Men zou zijn glas willen grijpen, vragen
hoe laat we eten, maar wij blijven stom.
Hoe raken wij weer in vrede
met deze kamer, in oorlog met ons?

Wij moeten de straat op. Daarom.

De bundel valt uiteen in twee delen: maatschappelijk betrokken gedichten enerzijds en anderzijds meer persoonlijke verzen. Het tweede deel bevat afdelingen die gaan over de liefde, het leven en de dood: gedichten naar aanleiding van het eigen naderende einde, een in memoriam voor vriend Bernard Dewulf, een snijdend gedicht over de relatie met de zoon, verzen over kleine geluksmomenten. Ik focus hier op de eerste helft van de bundel met daarin een reeks gedichten die expliciet de (staat van de) wereld thematiseren, en verzen die reflecteren over de manier waarop poëzie daarvoor ingezet kan worden.  

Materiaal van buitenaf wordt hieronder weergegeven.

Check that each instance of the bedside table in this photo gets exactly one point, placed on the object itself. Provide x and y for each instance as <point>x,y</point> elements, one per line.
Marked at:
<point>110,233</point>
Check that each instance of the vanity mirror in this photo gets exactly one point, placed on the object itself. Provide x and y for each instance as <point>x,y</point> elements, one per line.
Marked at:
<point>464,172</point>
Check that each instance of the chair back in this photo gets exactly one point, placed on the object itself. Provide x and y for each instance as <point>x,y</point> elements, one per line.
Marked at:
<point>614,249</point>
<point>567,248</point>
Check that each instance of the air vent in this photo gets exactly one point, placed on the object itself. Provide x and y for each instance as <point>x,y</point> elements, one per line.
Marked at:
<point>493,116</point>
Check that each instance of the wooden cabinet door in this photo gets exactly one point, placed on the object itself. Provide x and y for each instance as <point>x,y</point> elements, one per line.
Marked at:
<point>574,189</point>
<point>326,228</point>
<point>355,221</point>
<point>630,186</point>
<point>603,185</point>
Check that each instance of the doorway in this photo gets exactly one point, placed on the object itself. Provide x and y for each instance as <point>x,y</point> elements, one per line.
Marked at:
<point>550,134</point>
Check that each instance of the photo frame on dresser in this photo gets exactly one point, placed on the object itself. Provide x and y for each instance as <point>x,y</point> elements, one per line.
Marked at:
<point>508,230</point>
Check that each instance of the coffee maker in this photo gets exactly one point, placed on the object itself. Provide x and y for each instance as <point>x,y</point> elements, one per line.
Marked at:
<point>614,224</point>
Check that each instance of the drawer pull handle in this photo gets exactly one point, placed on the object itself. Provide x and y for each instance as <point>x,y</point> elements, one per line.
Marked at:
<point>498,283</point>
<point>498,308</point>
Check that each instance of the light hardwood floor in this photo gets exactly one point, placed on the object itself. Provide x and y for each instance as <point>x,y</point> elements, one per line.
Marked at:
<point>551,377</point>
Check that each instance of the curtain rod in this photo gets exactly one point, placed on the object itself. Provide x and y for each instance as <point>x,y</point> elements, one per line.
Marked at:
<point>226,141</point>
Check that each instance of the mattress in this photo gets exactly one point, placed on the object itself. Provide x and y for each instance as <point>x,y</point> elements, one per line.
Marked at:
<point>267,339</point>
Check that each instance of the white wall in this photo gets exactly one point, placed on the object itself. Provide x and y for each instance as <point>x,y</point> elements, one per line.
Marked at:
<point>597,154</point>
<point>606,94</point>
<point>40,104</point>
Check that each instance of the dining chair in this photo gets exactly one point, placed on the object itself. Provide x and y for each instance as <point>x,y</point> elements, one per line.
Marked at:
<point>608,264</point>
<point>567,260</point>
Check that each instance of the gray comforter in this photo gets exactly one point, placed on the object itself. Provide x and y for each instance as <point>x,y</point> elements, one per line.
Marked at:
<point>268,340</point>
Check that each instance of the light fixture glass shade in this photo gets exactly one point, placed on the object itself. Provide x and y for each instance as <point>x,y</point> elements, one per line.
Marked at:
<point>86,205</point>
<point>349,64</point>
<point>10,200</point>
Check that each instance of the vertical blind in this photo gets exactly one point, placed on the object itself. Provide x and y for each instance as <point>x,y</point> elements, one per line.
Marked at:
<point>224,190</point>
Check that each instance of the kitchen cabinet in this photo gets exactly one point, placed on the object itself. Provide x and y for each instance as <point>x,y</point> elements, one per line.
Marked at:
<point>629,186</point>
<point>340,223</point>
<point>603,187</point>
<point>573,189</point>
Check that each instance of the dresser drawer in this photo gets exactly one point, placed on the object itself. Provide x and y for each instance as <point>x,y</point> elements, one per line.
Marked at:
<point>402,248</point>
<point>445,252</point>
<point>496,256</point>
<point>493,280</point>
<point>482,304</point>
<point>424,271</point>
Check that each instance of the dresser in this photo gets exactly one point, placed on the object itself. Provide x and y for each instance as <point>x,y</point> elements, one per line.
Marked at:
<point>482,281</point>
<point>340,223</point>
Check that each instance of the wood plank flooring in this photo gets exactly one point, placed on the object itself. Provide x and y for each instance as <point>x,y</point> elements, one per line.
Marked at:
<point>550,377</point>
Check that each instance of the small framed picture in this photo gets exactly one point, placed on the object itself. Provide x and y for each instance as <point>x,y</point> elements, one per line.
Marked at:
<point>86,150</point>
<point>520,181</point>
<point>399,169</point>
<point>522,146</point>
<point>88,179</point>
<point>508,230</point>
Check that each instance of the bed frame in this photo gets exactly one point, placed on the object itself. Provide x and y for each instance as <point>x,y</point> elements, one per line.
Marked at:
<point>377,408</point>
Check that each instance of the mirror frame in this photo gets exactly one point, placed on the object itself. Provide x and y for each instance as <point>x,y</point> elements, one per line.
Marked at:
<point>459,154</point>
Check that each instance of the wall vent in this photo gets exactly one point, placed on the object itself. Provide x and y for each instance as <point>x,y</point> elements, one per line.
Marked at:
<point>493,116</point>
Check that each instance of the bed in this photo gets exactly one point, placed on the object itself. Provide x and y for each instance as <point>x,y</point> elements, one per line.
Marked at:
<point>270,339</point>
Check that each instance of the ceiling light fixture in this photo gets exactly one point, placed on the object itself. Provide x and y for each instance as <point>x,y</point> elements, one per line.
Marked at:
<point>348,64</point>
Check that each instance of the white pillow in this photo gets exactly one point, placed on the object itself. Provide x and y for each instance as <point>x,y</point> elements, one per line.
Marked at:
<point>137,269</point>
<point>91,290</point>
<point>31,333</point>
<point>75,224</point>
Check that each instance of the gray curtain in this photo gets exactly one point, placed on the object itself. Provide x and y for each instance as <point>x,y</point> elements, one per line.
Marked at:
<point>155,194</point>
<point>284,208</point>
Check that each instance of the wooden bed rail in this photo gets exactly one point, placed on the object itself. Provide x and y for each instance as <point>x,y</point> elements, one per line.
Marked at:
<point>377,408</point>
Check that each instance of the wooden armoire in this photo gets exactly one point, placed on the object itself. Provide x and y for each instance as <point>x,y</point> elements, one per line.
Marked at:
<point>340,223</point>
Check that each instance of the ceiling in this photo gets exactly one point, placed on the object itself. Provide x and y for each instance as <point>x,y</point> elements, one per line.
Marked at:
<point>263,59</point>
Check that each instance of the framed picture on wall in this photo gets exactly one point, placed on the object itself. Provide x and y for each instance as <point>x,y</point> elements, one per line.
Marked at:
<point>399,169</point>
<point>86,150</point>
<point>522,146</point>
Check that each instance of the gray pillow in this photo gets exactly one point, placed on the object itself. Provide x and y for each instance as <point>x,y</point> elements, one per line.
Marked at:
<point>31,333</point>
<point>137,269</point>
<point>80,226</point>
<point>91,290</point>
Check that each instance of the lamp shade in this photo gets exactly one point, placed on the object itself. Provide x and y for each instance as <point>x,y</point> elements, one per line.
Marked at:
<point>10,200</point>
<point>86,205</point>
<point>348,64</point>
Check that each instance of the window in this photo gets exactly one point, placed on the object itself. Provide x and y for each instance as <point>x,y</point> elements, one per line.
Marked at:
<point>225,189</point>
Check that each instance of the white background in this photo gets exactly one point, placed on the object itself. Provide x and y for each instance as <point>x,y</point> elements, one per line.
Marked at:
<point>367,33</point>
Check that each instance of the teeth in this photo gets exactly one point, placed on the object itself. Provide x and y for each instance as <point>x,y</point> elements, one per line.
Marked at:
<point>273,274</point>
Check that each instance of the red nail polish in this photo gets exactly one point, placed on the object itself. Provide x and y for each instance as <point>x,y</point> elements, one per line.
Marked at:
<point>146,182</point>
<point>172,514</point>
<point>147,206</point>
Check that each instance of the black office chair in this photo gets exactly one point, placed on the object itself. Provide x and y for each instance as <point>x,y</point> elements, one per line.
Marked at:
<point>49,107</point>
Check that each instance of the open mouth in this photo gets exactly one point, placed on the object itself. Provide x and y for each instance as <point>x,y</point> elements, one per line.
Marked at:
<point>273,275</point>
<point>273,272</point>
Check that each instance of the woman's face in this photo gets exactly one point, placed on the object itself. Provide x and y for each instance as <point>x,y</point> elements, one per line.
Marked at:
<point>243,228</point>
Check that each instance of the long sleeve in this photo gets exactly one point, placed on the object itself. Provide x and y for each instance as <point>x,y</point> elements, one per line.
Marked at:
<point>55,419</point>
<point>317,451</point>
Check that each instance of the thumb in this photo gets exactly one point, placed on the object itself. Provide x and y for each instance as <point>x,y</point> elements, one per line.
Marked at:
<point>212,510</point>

De afdeling ‘Tijd voor geweld’ bundelt gedichten over oorlog en agressie. In ‘Shooting USA’ wordt de psychologie van een dolle schutter onderzocht, ‘Hier waak ik’ hekelt de verrechtsing, ‘Klassenhaat’ gaat over de polarisering in het debat over (on)gelijkheid, in ‘Huiszoeking’ worden andersdenkenden geknecht, in ‘Kamikaze’ is een teleurgestelde gutmensch aan het woord die zich ontpopt tot terrorist.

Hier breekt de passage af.